Introduction

To further understand realism, it is useful to contrast it to its opposite position: anti-realism. Most of the philosophical positions in this book were developed as reactions to problems concerning platonism. The reactions can be moderate, as when we modify platonism slightly, but the constructivist is an anti-realist and, as such, wholly rejects the realist thesis that mathematical objects, or mathematical truths, are independent of us. Instead, for the constructivist mathematics is fundamentally a construction of our minds. We do not discover mathematical truths or objects; we construct them. The constructivist also thinks that our minds have tried to construct quite fabulous objects, but that they are not legitimate fabrications.
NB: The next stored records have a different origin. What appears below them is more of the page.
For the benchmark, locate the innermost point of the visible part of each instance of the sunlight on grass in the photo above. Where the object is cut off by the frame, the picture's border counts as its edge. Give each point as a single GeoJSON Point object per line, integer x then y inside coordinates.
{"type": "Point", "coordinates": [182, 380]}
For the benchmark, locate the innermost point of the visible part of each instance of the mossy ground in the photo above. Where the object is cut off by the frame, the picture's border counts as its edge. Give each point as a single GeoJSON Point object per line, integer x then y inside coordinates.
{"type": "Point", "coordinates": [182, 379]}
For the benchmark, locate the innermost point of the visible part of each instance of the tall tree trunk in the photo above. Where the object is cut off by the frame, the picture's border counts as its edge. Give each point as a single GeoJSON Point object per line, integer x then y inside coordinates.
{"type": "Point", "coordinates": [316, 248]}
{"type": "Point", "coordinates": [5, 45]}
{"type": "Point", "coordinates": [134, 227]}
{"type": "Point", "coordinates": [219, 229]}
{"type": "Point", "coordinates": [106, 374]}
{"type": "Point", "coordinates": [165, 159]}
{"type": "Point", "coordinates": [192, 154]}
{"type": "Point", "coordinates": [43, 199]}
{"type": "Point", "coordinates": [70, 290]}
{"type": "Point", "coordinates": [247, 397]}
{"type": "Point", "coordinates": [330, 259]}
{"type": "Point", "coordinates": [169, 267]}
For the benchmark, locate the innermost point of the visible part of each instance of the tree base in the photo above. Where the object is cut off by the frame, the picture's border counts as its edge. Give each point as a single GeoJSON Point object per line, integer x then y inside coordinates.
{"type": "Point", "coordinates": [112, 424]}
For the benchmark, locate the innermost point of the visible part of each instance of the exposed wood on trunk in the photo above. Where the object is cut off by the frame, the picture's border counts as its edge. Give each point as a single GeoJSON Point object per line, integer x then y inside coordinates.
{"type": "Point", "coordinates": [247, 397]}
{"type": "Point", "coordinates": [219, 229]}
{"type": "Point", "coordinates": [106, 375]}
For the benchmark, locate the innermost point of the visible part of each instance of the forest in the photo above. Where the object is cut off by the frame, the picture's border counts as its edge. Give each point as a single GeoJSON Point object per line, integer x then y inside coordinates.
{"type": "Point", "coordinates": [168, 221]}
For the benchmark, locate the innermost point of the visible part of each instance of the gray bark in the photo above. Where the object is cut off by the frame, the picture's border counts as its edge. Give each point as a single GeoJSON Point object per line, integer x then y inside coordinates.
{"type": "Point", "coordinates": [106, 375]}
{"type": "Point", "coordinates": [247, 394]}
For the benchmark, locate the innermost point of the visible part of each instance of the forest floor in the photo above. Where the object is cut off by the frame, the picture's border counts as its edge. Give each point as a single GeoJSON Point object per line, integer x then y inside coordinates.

The process of coming up with them was misguided. To continue the metaphor, some of the “constructions” of the realist are flawed. The constructivist urges a rethinking of the foundations of construction for mathematics. In particular, the logic guiding the construction of mathematical objects has to be epistemically constrained. We shall see that the constructivist thinks quite differently from the realist; he has a different underlying logic from the realist. The logic acts as a different norm of reasoning from classical logic. Constructivists share the feature that they want to revise classical logic.

We have so far been using the terms “anti-realist” and “constructivist” interchangeably, but will now clarify the vocabulary. “Anti-realist” is a general philosophical term. One can be an anti-realist in ethics, science, language and so on. Constructivists are anti-realists specifically about mathematics.